A diferencia de las estéticas postmodernas inspiradas en las doctrinas des-constructivistas, que asumen el principio disyuntivo como principio vergonzante, con un énfasis menos ampuloso y sonoro que las vanguardias, y su recurso al instante de éxtasis de la ‘gran revolución» (marxista, dadaísta o surrealista), intento aquí erigir ambos principios disyuntivos y conjuntivos en su inherente tensión y conflictividad, como criterio estético general; en el convencimiento de que la vía disyuntiva (que señala siempre hacia lo desquiciado en el tiempo y el lugar) ha tocado fondo en su recorrido.

 

He esbozado, pues, un posible criterio estético, que es de hecho una definición, de lo que es una obra artística. Esta consiste en una obra (en el más amplio sentido del término) que exhibe, en la forma sensible misma en que se implanta en el mundo, esa lucha entre la potencia disyuntiva y la potencia conjuntiva que tiene, en última instancia, relevancia ontológica. Se expone y exhibe el ser, un ser que defino como ser del límite, y que se halla determinado esencialmente por esas dos potencias en lucha; y lo hace a través de una forma sensible.

 

Y ese conflicto o esa lucha, en tal contexto formal simbólico, adquiere una particular transfiguración. Se revela como un juego, tal como Schiller supo genialmente advertir en sus Cartas sobre la educación estética del hombre. Un juego, pues, de formas en el que se trans-figura la lucha ontológica entre las potencias conjuntiva y disyuntiva. Tal es, a mi modo de ver, la definición de lo que constituye la obra de arte.

 

Esa forma sensible, al estar mediatizada por el conflicto entre la potencia conjuntiva y la disyuntiva, es una forma nítidamente diferenciada de la simplemente correcta o incluso «perfecta». Se halla al borde mismo de su posible deformación, o de su desintegración como forma, ya que en ella opera un principio corruptor al

 

que he llamado disyunción. Este es el punto más profundo de la estética de T.W. Adorno: un punto que conviene retener de la Teoría estética de este pensador.
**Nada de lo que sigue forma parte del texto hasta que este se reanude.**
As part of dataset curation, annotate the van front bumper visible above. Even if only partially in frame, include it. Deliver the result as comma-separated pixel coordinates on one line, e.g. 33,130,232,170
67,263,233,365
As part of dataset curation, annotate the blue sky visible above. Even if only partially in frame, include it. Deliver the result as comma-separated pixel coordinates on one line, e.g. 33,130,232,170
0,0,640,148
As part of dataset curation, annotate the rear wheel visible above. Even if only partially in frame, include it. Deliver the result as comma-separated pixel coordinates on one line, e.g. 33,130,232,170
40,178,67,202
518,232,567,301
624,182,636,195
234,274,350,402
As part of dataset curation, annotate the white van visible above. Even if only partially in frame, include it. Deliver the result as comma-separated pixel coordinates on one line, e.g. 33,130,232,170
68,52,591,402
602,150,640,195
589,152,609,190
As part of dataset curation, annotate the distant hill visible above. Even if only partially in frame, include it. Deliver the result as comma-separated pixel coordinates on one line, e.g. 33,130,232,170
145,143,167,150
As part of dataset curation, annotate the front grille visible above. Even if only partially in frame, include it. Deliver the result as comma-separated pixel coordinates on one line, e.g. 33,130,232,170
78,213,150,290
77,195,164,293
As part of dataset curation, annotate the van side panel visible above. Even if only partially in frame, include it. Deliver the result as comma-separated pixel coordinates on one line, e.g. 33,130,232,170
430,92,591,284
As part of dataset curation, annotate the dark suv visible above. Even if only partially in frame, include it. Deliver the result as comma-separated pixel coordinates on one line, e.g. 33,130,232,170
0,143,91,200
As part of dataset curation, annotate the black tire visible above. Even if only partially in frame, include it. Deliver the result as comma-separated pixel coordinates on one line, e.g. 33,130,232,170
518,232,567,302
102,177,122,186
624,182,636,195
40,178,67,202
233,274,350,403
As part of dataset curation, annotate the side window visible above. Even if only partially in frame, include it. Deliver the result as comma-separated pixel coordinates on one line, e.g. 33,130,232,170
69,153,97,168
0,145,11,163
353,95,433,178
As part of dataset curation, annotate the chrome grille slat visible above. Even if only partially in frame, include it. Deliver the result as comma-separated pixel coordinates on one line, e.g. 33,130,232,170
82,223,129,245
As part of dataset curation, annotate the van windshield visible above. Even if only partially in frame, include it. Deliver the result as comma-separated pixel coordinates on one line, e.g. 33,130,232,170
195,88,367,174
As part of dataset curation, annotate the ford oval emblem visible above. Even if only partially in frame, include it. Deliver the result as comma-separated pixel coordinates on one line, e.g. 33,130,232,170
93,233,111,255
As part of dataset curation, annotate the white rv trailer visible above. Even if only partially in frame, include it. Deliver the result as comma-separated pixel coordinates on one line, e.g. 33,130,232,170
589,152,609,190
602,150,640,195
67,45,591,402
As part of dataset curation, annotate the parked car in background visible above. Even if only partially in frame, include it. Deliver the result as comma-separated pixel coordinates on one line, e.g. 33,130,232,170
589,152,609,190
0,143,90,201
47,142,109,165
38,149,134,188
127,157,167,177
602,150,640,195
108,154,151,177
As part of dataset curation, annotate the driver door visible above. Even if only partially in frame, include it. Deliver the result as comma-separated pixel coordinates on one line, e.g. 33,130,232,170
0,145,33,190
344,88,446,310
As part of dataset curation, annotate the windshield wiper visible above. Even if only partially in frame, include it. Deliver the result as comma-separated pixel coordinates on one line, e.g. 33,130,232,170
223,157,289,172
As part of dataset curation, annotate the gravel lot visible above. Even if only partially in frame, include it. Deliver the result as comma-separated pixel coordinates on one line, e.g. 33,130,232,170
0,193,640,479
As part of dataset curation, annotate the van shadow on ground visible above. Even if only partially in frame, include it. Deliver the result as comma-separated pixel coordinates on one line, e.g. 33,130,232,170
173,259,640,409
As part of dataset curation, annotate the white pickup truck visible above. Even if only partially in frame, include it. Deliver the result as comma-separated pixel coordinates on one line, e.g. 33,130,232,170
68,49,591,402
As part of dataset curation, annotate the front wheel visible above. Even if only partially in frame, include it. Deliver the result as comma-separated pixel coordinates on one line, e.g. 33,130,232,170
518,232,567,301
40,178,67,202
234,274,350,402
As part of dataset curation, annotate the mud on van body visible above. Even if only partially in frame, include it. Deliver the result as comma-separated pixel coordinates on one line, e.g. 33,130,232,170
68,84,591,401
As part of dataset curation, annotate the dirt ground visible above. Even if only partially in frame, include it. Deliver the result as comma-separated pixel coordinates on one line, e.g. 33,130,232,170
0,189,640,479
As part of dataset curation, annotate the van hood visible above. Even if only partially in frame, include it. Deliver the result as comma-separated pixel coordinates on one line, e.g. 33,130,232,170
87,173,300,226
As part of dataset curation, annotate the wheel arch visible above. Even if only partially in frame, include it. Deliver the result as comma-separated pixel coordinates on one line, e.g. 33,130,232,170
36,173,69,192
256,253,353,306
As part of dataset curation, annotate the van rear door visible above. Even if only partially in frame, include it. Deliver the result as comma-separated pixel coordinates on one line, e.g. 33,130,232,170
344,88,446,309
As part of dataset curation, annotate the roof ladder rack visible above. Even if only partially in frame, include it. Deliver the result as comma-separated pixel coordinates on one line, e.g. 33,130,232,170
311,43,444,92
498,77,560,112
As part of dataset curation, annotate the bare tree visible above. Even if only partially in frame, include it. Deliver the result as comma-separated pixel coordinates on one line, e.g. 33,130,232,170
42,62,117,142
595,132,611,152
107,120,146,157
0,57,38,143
Sólo que la potencia conjuntiva revela un dominio ulterior liminar de esa potencia, que sin embargo es, como tal dominio, precario y deficitario; y en el límite fracasado.

 

Esa forma debe revelar, por tanto, ese conflicto como tal conflicto. Y debe expresarlo a través de una forma capacitada para una comunicación sensible que opere de manera directa sobre el sensorio del receptor. Y que además, en la forma misma, sea capaz de transmitir de modo inmediato, aunque de manera «indirecta y analógica», un arsenal de significaciones que en la propia forma de la obra se hallan presentes y patentes.

 

Tal forma es, en suma, una forma simbólica preñada de significaciones múltiples, en la que la lucha entre las dos potencias, conjuntiva y disyuntivas, queda expuesta de modo sensible, y queda así mismo esa lucha tras-figurada en juego. Esas significaciones complejas, presentes en la obra de arte, son las que su forma simbólica revela y muestra.

 

Se trata, en suma, de una forma que pone de manifiesto, a través de símbolos,esa lucha ontológica entre la potencia conjuntiva y la disyuntiva, transfigurádola en juego.

 

En el símbolo, como dijo Kant, se exponen sensiblemente lo que este pensador llamó ideas estéticas. El lenguaje y la escritura en que la obra de arte se implanta en el mundo y en su época es, pues, un lenguaje y una escritura de naturaleza simbólica. Toda obra de arte, sea musical, arquitectónica, pictórica, escultórica o literaria, constituye un jeroglifo simbólico, sensiblemente expuesto, de ideas estéticas; las cuales, en última instancia, aluden, como referente de última instancia, a ese plano ontológico en el que operan las dos potencias, conjuntiva y disyuntiva, en relación de conflicto y lucha, sólo que esa lucha se halla, en la obra de arte, transfigurada en juego. Un juego ontológico como el que, en registro trágico, pensó por vez primera Heráclito en su referencia al Tiempo- niño (que juega a construír y destruir, como si fuesen castillos de arenas, los diferentes avatares o mundos que crea y que descrea.